I had good evidence to support these conclusions. For instance, I knew that "DIOS" is spanish for "God". And when I looked on the other side of the volcano, I could see that much of the neighboring city, Arequipa, had been destroyed by a relatively recent eruption. So these must be messages stemming from that basic cultural impulse of a people who have had to contend with these supernatural forces for millenia--messages of a religious people, powerless over nature.

Then came the research to confirm my rather hasty conclusion.

To my humbling bemusement, these were not the primitive sort of archeo-religious relics that I thought they were. Instead, I found that they are no more than nationalistic slogans and advertisements!! "DIOS PATRIA LEY" means "God, Mother-Country, Law". And "ESCUELA TECNICO SUPERIOR AREQUIPA" seems to be no more than a rough-hewn billboard saying "The superior technical school: Arequipa".

And I'd also found more in the neighboring city. One says "LA NESTLE LECHERA [large space] CAFE VALENZUELA", which I take to mean "Nestle milk [at] Cafe Valenzuela". Another one, in a rather action-packed font reads "TOL[-not clear, maybe 'EO'] ZAMA". This one is a mystery to me. It may be interesting though. Bonus points for anyone who can come up with its meaning.

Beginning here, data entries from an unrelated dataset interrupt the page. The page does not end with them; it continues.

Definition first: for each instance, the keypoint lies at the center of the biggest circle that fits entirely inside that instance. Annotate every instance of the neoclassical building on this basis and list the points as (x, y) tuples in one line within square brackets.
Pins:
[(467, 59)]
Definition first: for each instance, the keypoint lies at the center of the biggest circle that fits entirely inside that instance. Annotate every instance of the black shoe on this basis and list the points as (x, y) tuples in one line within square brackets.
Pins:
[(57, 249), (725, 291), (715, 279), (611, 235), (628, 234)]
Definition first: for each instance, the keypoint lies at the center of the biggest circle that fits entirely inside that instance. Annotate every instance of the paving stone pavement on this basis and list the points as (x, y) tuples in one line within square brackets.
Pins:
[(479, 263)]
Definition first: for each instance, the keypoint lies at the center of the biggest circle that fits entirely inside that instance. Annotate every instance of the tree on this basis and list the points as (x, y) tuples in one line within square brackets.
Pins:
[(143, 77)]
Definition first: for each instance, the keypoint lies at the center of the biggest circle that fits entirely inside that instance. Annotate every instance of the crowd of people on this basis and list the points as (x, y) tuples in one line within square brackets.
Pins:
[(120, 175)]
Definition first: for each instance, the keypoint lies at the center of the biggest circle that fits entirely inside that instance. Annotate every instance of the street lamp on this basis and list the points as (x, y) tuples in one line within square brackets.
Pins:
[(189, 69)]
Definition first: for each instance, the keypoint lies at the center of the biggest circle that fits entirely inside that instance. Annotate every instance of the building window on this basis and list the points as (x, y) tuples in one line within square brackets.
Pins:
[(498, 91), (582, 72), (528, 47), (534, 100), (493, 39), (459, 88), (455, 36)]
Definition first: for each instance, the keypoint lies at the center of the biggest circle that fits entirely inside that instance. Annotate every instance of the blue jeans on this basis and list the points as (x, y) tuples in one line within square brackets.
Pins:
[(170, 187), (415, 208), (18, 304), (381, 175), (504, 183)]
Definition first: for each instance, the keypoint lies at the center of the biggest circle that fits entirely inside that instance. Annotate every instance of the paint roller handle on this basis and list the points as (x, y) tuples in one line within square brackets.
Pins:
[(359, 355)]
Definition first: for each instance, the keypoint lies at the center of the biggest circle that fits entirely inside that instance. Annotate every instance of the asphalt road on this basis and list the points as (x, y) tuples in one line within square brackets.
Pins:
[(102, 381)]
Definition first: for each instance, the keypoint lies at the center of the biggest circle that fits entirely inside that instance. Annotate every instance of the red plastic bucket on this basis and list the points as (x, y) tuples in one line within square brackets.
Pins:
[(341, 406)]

Next time, come with me to Fallujah, Iraq, and see from above what a city under siege looks like. Or maybe we'll visit Caracas, Venezuela, in recent history a city with perhaps the starkest contrast between rich and poor, a trend slowly being reversed by the vast social reform undertaken by the villified Hugo Chavez who has nationalized most of the oil resources in this country to provide social services like health care and education to the poor.